Bed bugs have piercing/sucking mouthparts typical of the insect order Hemiptera. Bedbug bites themselves are typically painless. However, the subsequent allergic reaction that may develop can cause intense pruritus. It can be difficult to distinguish bedbug bites from other insect bites. In general, the sites of bedbug bites usually are:

* Red, often with a darker red spot in the middle
* Itchy
* Arranged in a rough line or in a cluster
* Located on the face, neck, arms and hands

Some people have no reaction at all to bedbug bites, while others experience an allergic reaction that can include severe itching, blisters or hives. While feeding, bedbugs may inject one of several pharmacologically active substances, including hyaluronidase, proteases, and kinins. These compounds may induce different skin reactions, such as erythema, wheals, vesicles, or hemorrhagic nodules. Repeated bites may sensitize individuals, leading to more pronounced cutaneous manifestations or systemic hypersensitivity reactions. The local trauma from bedbug bites can lead to secondary bacterial infection, causing ecthyma, cellulitis, or lymphangitis. There is some evidence that bedbugs may also be a vector for hepatitis B and Chagas disease. Histologic findings from bite-site biopsy specimens typically show eosinophilic infiltrates, which are indicative of the allergic nature of the reaction.

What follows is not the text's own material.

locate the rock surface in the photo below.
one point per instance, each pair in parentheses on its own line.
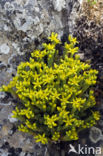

The resurgence of bedbugs in developed countries may be linked to increased international travel, legal and illegal immigration, changes in pest control practices, and insecticide resistance. Bedbugs are more common in crowded lodgings that experience high turnover in occupancy, such as apartment complexes, dormitories, homeless shelters, hotels of all types and costs, military barracks and refugee camps. If you're going to Shaolin, expect them, regardless of where you stay. That goes for anywhere in China for that matter; and as the Chinese become more mobile and travel around other countries in Asia, bedbugs have become more common in hotels of those countries.

Bedbugs don't usually stay on their human hosts after their meal, but they might take refuge in clothes or luggage left nearby on the floor. If you're traveling and bedbugs get into your luggage, you might bring them home with you. All they need is a warm host and plenty of hiding places. Even pristine homes and hotels can harbor bedbugs. And while bedbugs may hitchhike on your belongings, they also can crawl about as fast as a ladybug. So they can easily travel between floors and rooms in hotels or apartment complexes.

Some varieties of bedbugs prefer to feed on birds or bats, so they may take up residence in your attics or eaves. If their preferred prey migrates south, these bedbugs will settle for feeding on the humans in the house.

A female bedbug can lay more than 200 eggs in her lifetime, which typically lasts for about 10 months. Newly hatched bedbugs are nearly colorless, so they are hard to spot. They shed their skin five times as they grow, and need a blood meal for each molt.

Treatment for bites is typically supportive. Local antiseptic lotions or antibiotic creams can be applied for secondary infections, whereas corticosteroid creams and oral antihistamines can be used for allergic reactions. Bedbugs can be eliminated through the use of permethrin insecticides, baited traps, special bedbug-free beds, and bed nets. Homemade methods, such as wrapping duct tape around bed legs as shown, may be effective, but bedbugs have been known to climb other objects and then fall down onto a bed.